Market conditions created by the pandemic are compelling underwriters to price risk more accurately and provide quicker services
Advanced analytics is enabling underwriters to build bespoke solutions while artificial intelligence is driving greater personalization
Innovative business models and collaboration platforms are ensuring seamless management of customer lifecycles to drive enhanced experience
As the insurance sector continues to face major challenges to its business models, services and profitability brought about by the pandemic, the pressure is on underwriters to price risk more accurately and swiftly than ever.
This is especially true of those working in hard hit segments. According to Fitch Ratings, US insurers in the Property and Casualty (P&C) segment suffered losses to the tune of USD 6.8 Billion due to COVID-191. Underwriters are now adopting digital technologies to speed up processes, reduce errors, improve customer satisfaction and drive profitability. Here are four key trends in underwriting that are driving profitability, agility and competitive advantage.

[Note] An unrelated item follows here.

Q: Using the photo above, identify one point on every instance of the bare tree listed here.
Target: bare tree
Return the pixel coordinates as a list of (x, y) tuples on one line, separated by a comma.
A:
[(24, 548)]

The amount of data available to underwriters has exploded in recent years as a result of social media and digital in general. However, this vast amount of data can be overwhelming. Data analytics, data mining and predictive modeling help in analyzing large volumes of data to provide more accurate and timely insights into a customer’s risk profile. Increasingly, this will include data collected through wearables and telematics that are analyzed along with data collected via other sources such as customer history and social media feeds.
Underwriters are creating more bespoke solutions better suited to customers’ needs based on more accurate risk profiles. Data analytics and predictive modeling help monitor specific patterns and trends of customer behavior. The result is better underwriting decisions and more appropriate pricing and, in the long term, greater profitability. Low-risk profiles are handled with automated quote generation systems, leaving high-risk profiles to be processed by experienced underwriters, thereby improving speed and accuracy.

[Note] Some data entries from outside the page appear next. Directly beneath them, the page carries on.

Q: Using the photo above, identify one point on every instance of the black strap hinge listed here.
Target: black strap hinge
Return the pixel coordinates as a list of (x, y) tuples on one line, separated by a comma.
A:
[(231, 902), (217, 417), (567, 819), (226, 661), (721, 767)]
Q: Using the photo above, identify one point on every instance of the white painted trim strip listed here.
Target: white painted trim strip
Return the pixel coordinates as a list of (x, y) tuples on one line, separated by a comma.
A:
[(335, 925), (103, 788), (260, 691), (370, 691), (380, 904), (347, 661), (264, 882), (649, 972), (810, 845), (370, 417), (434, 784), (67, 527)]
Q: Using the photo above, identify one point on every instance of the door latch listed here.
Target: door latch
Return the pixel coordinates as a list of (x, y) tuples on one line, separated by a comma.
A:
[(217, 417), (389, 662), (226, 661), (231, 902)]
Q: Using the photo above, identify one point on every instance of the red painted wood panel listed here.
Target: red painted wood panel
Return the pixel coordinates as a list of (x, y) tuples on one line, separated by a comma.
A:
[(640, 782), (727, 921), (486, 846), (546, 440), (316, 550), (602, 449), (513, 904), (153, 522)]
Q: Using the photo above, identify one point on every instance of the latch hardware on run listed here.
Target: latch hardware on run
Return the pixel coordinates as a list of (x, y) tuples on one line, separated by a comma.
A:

A growing number of underwriters are using Artificial Intelligence (AI) to improve their pricing. Policies can be priced, sold and bound in near real-time, speeding up workflows. Apart from increased personalization of customer service, AI can also help insurers offer suggestions to customers for reducing their annual premiums and addressing key problems. AI can provide real-time underwriting analysis, enabling insurers to offer quotes instantly to customers.
According to McKinsey2, AI could add up to USD 1.1 Trillion to insurance values. Advanced AI can deliver even greater personalization with more accurate product recommendations through deep learning neural networks. To exploit the full potential of AI, underwriters should share their data across the organization rather than have a siloed approach. This will ensure a more unified view of customers and enable companies to pitch relevant solutions across functions such as sales, marketing and customer service.
A slew of innovative business models and processes that challenge traditional working practices are being adopted by underwriters. This includes fluid-less underwriting. Digital technologies such as Machine Learning (ML) are replacing ‘age and amount’ charts and obviating the need for fluid samples — a process that can be time-consuming and uncomfortable for customers.
Similarly, rather than attending a site or property, underwriters are using video or aerial images allied to image analytics.3 Drone imagery analytical solutions based on AI and ML deliver 95 percent accuracy in damage prediction, eliminate manual efforts and significantly reduce the time spent segregating images. This expedites claims validation and automates claims estimation reporting.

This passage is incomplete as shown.